Call it bait-and-switch. Obama ran on a platform that included stronger financial regulations and changes in the behavior that caused the economic collapse.

What has been the reality? Obama has filled the ranks of financial regulators and his economic advisors with Wall Street insiders. Matt Taibbi explicates:

Read the full details in Matt Taibbi’s article in Rolling Stone.  Excerpt:

Barack Obama ran for president as a man of the people, standing up to Wall Street as the global economy melted down in that fateful fall of 2008. He pushed a tax plan to soak the rich, ripped NAFTA for hurting the middle class and tore into John McCain for supporting a bankruptcy bill that sided with wealthy bankers “at the expense of hardworking Americans.” Obama may not have run to the left of Samuel Gompers or Cesar Chavez, but it’s not like you saw him on the campaign trail flanked by bankers from Citigroup and Goldman Sachs.
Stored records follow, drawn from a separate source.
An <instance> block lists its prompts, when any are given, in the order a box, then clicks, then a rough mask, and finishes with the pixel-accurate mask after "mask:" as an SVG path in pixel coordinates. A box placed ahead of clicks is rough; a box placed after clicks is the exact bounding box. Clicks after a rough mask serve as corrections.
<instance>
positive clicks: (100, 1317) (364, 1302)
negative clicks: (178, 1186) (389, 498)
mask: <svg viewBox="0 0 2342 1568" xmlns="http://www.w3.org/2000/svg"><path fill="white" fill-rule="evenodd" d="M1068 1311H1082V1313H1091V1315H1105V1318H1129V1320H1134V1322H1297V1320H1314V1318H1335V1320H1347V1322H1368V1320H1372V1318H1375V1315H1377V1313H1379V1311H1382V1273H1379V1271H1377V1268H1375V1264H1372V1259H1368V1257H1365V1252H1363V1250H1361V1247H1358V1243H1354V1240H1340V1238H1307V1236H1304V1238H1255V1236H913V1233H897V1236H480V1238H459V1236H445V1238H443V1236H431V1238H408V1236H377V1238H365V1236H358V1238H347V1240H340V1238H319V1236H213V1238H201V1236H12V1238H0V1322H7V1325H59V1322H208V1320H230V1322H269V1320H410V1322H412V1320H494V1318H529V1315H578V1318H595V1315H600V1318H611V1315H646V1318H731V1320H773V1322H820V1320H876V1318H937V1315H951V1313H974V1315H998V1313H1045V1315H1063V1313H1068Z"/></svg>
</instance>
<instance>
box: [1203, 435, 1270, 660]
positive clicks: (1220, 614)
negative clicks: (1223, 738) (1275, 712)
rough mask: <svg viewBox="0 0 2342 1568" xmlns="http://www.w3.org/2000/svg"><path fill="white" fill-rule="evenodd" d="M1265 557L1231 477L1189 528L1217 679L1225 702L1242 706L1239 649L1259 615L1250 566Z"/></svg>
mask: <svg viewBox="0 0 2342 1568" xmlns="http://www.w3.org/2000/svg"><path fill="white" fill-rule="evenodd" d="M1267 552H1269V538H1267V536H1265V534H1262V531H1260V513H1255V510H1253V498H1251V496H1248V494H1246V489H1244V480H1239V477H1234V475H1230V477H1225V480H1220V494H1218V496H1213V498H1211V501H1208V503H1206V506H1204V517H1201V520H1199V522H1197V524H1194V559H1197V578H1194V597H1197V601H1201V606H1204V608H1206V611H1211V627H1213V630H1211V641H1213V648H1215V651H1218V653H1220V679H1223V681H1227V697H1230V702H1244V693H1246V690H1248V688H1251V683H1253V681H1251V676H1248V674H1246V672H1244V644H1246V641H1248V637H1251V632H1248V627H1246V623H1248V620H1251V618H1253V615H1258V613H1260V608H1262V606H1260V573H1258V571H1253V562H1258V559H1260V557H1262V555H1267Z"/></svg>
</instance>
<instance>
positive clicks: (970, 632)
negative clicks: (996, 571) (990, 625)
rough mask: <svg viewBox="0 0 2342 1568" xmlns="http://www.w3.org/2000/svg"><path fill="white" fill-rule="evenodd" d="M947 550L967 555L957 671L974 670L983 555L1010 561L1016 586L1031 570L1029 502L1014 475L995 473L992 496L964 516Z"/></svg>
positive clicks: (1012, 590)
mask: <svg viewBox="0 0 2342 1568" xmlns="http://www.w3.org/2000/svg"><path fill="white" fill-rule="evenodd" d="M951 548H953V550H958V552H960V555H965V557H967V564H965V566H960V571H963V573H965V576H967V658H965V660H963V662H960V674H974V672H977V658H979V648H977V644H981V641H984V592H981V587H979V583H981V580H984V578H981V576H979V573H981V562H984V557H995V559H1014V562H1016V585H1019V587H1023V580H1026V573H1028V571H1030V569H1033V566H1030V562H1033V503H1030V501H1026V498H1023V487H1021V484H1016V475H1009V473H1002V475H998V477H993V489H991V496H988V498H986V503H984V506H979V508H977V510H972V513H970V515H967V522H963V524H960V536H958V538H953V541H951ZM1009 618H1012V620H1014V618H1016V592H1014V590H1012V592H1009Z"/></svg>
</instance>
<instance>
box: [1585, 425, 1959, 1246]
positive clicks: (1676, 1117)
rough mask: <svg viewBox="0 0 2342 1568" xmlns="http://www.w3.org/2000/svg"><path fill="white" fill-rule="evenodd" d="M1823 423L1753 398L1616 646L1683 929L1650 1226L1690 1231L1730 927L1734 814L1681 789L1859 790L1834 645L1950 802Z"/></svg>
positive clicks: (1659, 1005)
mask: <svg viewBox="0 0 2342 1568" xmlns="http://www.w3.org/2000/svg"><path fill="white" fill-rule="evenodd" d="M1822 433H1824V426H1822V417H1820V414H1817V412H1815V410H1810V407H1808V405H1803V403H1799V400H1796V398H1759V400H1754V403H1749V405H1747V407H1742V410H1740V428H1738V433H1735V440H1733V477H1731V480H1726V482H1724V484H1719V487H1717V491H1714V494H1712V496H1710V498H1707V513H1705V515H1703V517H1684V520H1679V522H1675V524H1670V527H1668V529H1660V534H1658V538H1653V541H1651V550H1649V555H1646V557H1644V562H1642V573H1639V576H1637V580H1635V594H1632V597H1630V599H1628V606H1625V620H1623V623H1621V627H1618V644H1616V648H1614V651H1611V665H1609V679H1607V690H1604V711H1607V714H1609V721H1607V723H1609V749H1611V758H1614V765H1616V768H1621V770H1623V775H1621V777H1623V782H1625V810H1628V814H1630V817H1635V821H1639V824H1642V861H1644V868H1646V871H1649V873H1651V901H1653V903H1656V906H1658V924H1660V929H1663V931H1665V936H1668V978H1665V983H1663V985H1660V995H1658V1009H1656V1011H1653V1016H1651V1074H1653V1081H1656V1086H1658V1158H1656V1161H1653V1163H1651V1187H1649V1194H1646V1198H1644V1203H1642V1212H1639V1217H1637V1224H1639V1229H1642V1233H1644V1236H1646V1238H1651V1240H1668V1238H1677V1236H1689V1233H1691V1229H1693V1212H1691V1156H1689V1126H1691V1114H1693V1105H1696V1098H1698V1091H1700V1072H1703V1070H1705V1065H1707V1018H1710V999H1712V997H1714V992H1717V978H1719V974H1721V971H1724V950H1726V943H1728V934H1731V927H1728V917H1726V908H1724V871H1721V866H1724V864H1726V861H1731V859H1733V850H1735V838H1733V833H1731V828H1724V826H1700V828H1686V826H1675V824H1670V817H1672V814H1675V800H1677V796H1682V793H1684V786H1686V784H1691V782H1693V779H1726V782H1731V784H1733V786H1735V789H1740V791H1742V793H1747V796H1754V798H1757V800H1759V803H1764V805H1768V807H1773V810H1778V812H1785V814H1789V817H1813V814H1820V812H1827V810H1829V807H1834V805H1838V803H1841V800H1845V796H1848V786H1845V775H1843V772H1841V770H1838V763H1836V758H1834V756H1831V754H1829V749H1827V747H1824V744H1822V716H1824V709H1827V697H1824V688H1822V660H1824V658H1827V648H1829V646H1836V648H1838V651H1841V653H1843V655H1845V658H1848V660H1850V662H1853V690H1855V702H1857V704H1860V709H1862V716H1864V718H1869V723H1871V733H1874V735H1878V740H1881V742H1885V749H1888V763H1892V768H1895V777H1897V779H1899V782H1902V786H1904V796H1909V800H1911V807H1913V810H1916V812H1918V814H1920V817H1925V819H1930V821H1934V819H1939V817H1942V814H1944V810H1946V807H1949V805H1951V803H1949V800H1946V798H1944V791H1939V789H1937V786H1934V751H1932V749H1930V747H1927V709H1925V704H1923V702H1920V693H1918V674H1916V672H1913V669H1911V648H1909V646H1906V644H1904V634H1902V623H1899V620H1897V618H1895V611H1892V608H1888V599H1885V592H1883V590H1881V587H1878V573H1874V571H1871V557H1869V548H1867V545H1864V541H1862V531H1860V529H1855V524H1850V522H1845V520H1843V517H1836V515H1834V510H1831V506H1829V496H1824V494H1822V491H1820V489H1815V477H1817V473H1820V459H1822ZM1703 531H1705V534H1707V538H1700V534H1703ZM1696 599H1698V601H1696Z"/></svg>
What inspired supporters who pushed him to his historic win was the sense that a genuine outsider was finally breaking into an exclusive club, that walls were being torn down, that things were, for lack of a better or more specific term, changing.

Then he got elected.

What’s taken place in the year since Obama won the presidency has turned out to be one of the most dramatic political about-faces in our history.